Causal discovery using compression-complexity measures

Publication Type:

Journal Articles


Journal of Biomedical Informatics, Volume 117, Issue 103724 (2021)



Causality SARS-CoV-2, Compression, Effort-to-compress, Genome, Information


Causal inference is one of the most fundamental problems across all domains of science. We address the problem of inferring a causal direction from two observed discrete symbolic sequences X and Y. We present a framework which relies on lossless compressors for inferring context-free grammars (CFGs) from sequence pairs and quantifies the extent to which the grammar inferred from one sequence compresses the other sequence. We infer X causes Y if the grammar inferred from X better compresses Y than in the other direction. To put this notion to practice, we propose three models that use the Compression-Complexity Measures (CCMs) – Lempel–Ziv (LZ) complexity and Effort-To-Compress (ETC) to infer CFGs and discover causal directions without demanding temporal structures.

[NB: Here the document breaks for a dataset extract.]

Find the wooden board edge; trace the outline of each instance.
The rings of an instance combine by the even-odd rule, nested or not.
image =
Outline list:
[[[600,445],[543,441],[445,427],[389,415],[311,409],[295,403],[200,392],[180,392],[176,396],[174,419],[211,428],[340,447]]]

We evaluate these models on synthetic and real-world benchmarks and empirically observe performances competitive with current state-of-the-art methods. Lastly, we present two unique applications of the proposed models for causal inference directly from pairs of genome sequences belonging to the SARS-CoV-2 virus. Using numerous sequences, we show that our models capture causal information exchanged between genome sequence pairs, presenting novel opportunities for addressing key issues in sequence analysis to investigate the evolution of virulence and pathogenicity in future applications.